Other issues in the case involved the plaintiff's claim that Gap and Vangent violated a California law (Calif. Civil Code 1798.85) that forbids Web site operators from requiring a social security number to "access" a Web site. Here, the plaintiff "accessed" the Gap Web site when he landed there following a Google search -- a time well in advance of when he was later asked for his social security number as part of the online application process.
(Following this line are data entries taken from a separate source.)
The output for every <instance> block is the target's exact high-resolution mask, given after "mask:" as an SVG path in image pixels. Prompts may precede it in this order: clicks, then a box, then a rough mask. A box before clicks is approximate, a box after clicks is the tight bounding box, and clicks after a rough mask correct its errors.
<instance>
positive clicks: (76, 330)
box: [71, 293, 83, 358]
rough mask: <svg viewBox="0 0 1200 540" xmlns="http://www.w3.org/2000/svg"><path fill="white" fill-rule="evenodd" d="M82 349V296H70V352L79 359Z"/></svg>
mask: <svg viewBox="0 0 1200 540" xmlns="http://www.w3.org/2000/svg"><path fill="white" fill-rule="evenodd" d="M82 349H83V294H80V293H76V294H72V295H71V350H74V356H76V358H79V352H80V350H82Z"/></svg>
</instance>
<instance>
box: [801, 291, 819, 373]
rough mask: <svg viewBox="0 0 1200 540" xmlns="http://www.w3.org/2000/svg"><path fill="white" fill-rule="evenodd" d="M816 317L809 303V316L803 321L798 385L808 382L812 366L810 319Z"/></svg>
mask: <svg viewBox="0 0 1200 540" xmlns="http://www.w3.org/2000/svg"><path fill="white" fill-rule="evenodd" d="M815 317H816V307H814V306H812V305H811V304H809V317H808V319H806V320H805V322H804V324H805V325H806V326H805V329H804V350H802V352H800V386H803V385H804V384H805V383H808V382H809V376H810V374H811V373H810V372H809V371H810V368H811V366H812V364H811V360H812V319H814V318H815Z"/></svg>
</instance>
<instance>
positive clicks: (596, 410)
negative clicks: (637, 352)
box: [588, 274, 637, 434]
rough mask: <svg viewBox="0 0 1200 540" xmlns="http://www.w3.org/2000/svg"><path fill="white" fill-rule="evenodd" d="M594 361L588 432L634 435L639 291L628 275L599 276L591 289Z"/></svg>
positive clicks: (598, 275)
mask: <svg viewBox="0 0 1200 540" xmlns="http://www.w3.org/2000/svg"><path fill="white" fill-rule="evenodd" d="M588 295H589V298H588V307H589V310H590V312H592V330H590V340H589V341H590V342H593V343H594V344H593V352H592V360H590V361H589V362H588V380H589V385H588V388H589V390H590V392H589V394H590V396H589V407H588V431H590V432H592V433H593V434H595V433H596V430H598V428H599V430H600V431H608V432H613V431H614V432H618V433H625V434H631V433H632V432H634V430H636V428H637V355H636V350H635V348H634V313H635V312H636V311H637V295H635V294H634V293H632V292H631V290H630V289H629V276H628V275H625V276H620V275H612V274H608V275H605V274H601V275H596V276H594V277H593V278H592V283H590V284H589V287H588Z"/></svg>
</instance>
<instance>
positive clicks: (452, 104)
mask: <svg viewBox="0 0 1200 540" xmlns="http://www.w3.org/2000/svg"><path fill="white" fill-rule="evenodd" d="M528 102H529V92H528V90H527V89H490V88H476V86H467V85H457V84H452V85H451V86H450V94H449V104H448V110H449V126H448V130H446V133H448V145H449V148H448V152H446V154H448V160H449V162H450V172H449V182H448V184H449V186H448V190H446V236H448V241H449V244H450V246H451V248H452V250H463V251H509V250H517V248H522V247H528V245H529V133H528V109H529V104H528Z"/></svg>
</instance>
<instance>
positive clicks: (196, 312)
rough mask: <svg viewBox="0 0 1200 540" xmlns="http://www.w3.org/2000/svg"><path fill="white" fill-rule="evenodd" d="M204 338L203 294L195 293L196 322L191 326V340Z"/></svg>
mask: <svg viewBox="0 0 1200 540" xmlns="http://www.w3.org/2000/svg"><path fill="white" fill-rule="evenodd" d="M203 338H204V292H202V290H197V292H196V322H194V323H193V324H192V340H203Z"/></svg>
The court rejected the claim on this basis.
The court also turned back the plaintiff's breach of contract claim, finding that speculative harm, fear of harm, or costs of credit monitoring were not a cognizable form of damage in a breach of contract action. The credit monitoring issue was a little tricky. Gap's data breach notification letter offered all victims a year's worth of free credit monitoring, which the plaintiff declined. The court ruled that the plaintiff's own subsequent expenditure for allegedly better credit monitoring services was unnecessary and could not create damages to support his contract claim.